Moreover, unlike many visual tools such as spreadsheets, visual recipes in DSS provide a recorded history of actions that can be repeated, copied, or edited at any time. The idea is to iteratively construct a workflow that can be run as needed, and avoid a conflict between the original dataset and the output version.
The Prepare recipe handles the bulk of the data cleaning and feature generation with the help of the processors library. Over 90 built-in visual processors make code-free data wrangling possible. These processors can be used to accomplish a huge range of tasks like rounding numbers, extracting regular expressions, concatenating or splitting columns, and much more. Users can also write Formulas in an Excel-like language for more customized operations. An alternative option is to write a custom Python function as a step within the Prepare recipe.

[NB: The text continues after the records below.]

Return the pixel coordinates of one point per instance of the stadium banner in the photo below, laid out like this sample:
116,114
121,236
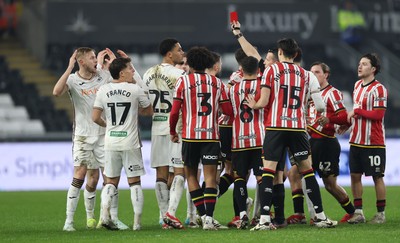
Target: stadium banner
41,166
206,22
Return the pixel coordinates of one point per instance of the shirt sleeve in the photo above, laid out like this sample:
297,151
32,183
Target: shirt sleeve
178,92
98,102
380,97
144,100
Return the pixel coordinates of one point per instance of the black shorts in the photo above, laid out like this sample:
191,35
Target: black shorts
243,161
276,141
370,161
325,156
225,136
193,152
282,161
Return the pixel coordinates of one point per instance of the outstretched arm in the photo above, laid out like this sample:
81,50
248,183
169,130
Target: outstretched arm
61,85
248,48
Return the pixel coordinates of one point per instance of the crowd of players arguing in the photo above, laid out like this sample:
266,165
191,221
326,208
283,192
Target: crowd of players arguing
269,107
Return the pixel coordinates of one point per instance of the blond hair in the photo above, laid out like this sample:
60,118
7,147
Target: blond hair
81,51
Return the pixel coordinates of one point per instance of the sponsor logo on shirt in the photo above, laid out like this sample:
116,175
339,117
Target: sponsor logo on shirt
160,118
118,134
210,156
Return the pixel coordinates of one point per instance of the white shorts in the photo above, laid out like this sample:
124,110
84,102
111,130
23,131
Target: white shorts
88,151
130,160
176,154
160,150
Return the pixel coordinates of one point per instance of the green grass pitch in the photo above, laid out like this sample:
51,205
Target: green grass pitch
39,217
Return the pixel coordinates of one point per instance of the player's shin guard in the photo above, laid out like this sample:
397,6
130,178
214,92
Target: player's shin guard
256,210
266,195
73,198
137,203
225,181
198,201
240,193
298,201
90,201
278,200
106,196
114,206
175,194
191,209
210,199
162,195
380,205
347,205
313,191
310,205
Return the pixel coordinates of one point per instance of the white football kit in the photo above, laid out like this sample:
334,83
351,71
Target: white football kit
88,141
120,103
160,81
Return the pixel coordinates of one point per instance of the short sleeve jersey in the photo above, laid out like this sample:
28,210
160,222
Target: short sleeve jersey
333,99
120,103
289,85
201,95
83,93
160,81
366,132
248,124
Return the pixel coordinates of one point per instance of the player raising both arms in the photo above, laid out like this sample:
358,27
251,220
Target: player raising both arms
199,96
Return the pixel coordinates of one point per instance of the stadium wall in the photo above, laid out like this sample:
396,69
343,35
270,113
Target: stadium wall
48,166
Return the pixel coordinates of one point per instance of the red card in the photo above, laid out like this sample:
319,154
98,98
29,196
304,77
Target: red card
234,16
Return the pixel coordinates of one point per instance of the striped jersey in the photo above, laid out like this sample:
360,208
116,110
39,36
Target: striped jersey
120,103
83,93
248,124
333,99
160,81
235,78
289,85
366,132
201,95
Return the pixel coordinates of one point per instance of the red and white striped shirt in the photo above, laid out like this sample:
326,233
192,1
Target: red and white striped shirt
366,132
333,99
248,124
289,85
201,95
235,78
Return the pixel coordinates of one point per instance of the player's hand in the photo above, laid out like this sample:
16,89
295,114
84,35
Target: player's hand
122,54
72,60
100,57
342,129
251,102
111,54
350,115
175,138
323,120
235,26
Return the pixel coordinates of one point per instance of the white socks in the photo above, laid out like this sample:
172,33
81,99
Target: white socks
162,195
175,193
72,202
310,206
137,203
107,193
191,209
90,201
256,203
114,206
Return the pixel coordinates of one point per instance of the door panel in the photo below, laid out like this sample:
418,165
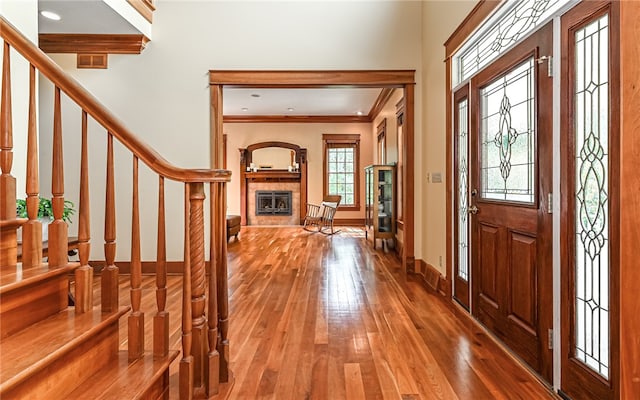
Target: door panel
488,245
511,233
523,294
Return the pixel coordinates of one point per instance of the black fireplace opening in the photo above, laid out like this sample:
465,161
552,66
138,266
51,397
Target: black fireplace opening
273,203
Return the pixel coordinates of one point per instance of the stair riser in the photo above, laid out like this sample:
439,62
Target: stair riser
27,305
70,369
159,389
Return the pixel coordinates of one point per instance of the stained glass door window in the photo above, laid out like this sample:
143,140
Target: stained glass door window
463,190
508,137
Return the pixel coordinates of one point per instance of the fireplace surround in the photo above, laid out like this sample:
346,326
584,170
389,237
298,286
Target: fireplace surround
273,202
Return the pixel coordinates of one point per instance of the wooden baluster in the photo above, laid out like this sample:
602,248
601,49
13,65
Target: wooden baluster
109,282
161,319
84,274
223,291
198,280
32,230
186,363
136,318
8,239
58,229
213,365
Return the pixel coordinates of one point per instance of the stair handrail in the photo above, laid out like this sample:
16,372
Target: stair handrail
99,112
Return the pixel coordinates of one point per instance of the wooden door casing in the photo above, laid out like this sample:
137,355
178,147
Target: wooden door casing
511,242
461,285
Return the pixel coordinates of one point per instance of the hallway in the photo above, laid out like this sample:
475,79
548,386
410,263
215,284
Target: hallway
329,318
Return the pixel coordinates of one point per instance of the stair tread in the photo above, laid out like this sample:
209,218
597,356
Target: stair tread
123,380
19,277
33,348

This Prepare recipe consists of 8 steps, including creating geo-points from geographic coordinates, removing rows under certain conditions, and parsing dates.
DSS will even automatically suggest transformations to a column based on its predicted meaning.

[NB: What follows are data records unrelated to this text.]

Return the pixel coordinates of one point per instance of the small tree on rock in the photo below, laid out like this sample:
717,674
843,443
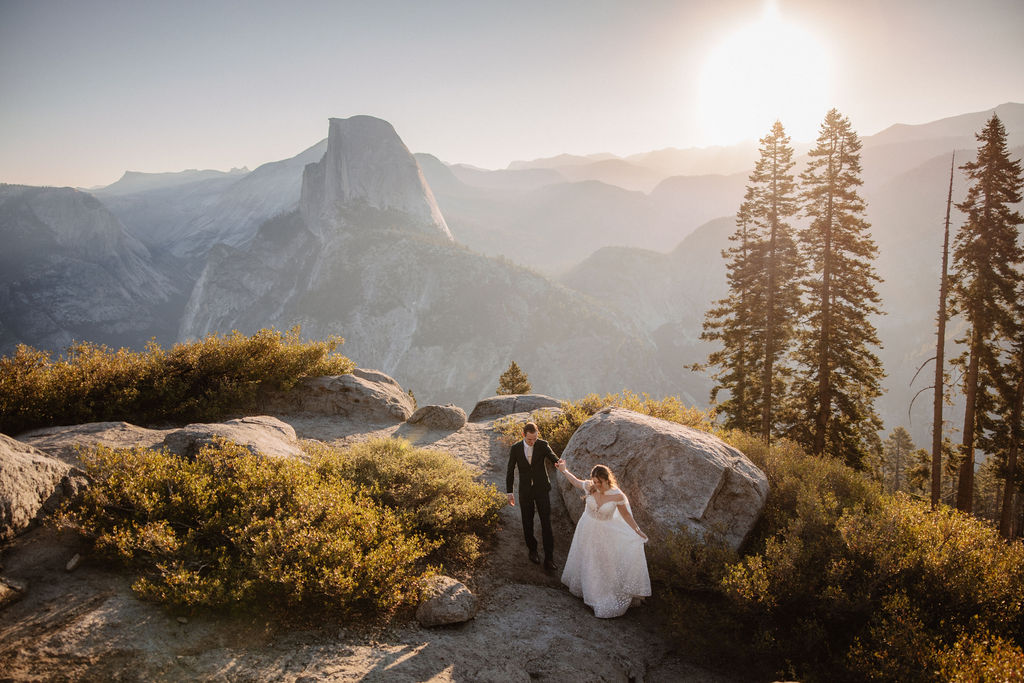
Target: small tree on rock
513,381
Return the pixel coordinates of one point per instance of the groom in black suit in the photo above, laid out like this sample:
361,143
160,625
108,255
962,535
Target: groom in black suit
528,456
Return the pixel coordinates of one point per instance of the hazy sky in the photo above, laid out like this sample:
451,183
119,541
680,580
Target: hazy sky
90,88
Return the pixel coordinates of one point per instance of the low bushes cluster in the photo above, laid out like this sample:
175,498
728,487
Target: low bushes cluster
205,380
232,530
445,504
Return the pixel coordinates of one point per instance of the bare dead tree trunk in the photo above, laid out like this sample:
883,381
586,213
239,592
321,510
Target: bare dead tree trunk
940,349
965,489
1007,525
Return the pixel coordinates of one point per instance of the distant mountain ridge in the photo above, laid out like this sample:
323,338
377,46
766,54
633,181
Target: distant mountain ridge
636,269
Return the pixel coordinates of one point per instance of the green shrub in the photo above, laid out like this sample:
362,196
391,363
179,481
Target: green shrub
444,502
205,380
982,658
229,529
558,428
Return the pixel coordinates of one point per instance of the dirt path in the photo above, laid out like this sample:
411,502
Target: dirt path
87,625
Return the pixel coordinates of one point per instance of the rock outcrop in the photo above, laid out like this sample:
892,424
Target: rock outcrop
445,601
368,395
673,475
32,484
439,417
497,407
65,442
69,270
262,435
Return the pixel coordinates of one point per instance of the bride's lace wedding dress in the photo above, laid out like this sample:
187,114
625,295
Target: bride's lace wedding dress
606,565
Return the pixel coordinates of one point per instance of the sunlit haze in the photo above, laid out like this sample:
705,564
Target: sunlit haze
763,71
91,89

Here DSS suggests using the Extract date components processor because it recognizes the column meaning as a Date.
In cases where the need is more customized than what a visual recipe can provide, or just according to the user’s preference, DSS allows users to code any recipe in a variety of languages. This code can be written in a Jupyter notebook or using any of the IDE integrations.
As shown above, code notebooks can be used for interactive design or debugging, but can be saved and deployed to the Flow as a recipe when ready for production. In the Flow, orange circles with the icon of the programming language represent code recipes.
The project uses a Python recipe to compute driving times for every cluster combination. From an input of geographic coordinates of pickup and dropoff locations, this Python recipe produces an output including distance and travel time for every cluster combination.
In addition to the standard library of visual recipes, users can also code their own visual recipes by creating a plugin. This option allows users to create reusable components that wrap additional functionality into a visual UI, thereby extending the capabilities of DSS to a wider audience. Users can also search the Plugin store for existing plugins shared by the community. Red circles in the Flow represent plugin recipes.
The three red circles to the right belong to the Forecast plugin. In three visual steps, it covers the full forecasting cycle of data cleaning, model training, and evaluation and prediction.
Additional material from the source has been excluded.